In a companion article, Cole (2003) reports that corals from East Africa "tell a similar tale of erosion exacerbated by the imposition of colonial agricultural practices in the early decades of the twentieth century."  There, similar coral data from Malindi Reef, Kenya, indicate "a low and stable level of barium before about 1910 which rises dramatically by 1920, with a simultaneous increase in variance," a phenomenon that was also evident in the Australian data.

What are the implications of these observations?  Cole concludes that "human activity, in the form of changing land use, has added sedimentation to the list of stresses experienced by reefs."  Furthermore, as land-use intensification is a widespread phenomenon, she notes that "many reefs close to continents or large islands are likely to have experienced increased delivery of sediment over the past century," which suggests that the stress levels produced by this phenomenon are likely to have increased over the past century as well.  In addition, Cole logically concludes that as coastal populations continue to rise, "this phenomenon is likely to expand."

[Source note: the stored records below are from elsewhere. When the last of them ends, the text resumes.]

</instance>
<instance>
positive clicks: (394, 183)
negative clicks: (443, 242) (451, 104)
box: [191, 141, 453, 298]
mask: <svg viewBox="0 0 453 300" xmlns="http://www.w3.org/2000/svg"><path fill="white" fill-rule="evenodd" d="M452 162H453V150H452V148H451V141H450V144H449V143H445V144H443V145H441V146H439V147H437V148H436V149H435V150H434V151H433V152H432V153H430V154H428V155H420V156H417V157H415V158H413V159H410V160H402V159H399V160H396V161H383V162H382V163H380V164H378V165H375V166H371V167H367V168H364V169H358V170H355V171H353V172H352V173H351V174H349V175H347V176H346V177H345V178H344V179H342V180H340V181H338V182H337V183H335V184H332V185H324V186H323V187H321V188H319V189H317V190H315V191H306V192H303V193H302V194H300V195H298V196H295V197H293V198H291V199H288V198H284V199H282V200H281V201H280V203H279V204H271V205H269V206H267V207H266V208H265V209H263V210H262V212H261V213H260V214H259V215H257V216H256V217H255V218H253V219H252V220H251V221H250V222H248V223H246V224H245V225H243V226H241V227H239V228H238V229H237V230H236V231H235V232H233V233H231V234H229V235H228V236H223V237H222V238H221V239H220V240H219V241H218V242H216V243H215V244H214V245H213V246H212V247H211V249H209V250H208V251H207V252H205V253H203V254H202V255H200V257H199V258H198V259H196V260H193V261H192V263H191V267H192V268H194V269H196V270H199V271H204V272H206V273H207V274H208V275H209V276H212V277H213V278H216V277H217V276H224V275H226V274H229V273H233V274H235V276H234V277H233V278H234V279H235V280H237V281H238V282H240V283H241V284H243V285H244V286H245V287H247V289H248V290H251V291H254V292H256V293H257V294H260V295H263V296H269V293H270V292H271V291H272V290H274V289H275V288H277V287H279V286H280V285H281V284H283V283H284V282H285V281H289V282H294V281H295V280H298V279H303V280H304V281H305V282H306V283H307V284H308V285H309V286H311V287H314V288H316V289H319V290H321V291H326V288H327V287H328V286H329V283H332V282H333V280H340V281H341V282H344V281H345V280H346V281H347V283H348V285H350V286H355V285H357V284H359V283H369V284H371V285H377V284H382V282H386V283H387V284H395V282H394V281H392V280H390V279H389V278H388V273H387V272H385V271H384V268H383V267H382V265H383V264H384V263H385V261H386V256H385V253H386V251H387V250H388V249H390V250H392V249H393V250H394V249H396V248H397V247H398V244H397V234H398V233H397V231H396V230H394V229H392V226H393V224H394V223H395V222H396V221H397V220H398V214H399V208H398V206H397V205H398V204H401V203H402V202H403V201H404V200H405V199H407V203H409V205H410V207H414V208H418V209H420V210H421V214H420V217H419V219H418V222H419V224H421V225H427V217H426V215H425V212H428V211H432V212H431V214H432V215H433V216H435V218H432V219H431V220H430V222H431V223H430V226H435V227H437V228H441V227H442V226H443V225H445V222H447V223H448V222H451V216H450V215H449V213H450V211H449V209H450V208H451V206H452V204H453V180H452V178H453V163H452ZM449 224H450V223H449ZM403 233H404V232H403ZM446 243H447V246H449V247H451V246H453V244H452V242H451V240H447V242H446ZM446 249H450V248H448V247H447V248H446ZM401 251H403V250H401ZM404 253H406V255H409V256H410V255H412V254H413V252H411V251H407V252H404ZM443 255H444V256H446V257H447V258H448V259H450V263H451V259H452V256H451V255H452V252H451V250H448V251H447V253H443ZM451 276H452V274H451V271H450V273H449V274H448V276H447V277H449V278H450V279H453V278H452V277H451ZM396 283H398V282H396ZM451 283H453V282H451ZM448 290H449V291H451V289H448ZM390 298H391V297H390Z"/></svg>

We believe the historical and ongoing worldwide increase in sediment-induced stress -- which includes the debilitating effects of various nutrients and toxins of anthropogenic origin that are intimately associated with, and even carried by, the sediments -- is what is predisposing today's corals to bleach more readily than they did in the past in response to periodic increases in water temperature.  Perhaps it is also responsible for the historical increase in emerging diseases in coral reef ecosystems that has been studied by Hayes and Goreau (1998), which they attribute (falsely, we believe) to global warming.  These latter scientists note, for example, that "some of the emerging coral diseases may be explained by a decline in the capacity of coral colonies to mount effective protection against the increasing prevalence and varied invasive strategies of marine pathogens."  This reduced defense ability would seem to be equally well, if not better, explained as a consequence of the heightened and ever-increasing level of stress produced by the ever-increasing coastal concentrations of sediments and their associated nutrients and toxins that have become a fact of modern life throughout the entire world.

Sherwood, Keith and Craig Idso

Cole, J.  2003.  Dishing the dirt on coral reefs.  Nature 421: 705-706.

Hayes, R.L. and Goreau, N.I.  1998.  The significance of emerging diseases in the tropical coral reef ecosystem.  Revista de Biologia Tropical 46 Supl. 5: 173-185.

Idso, S.B., Idso, C.D. and Idso, K.E.  2000.  CO2, global warming and coral reefs: Prospects for the future.  Technology 75S: 71-93.

McCulloch, M., Fallon, S., Wyndham, T., Hendy, E., Lough, J. and Barnes, D.  2003.  Coral record of increased sediment flux to the inner Great Barrier Reef since European settlement.  Nature 421: 727-730.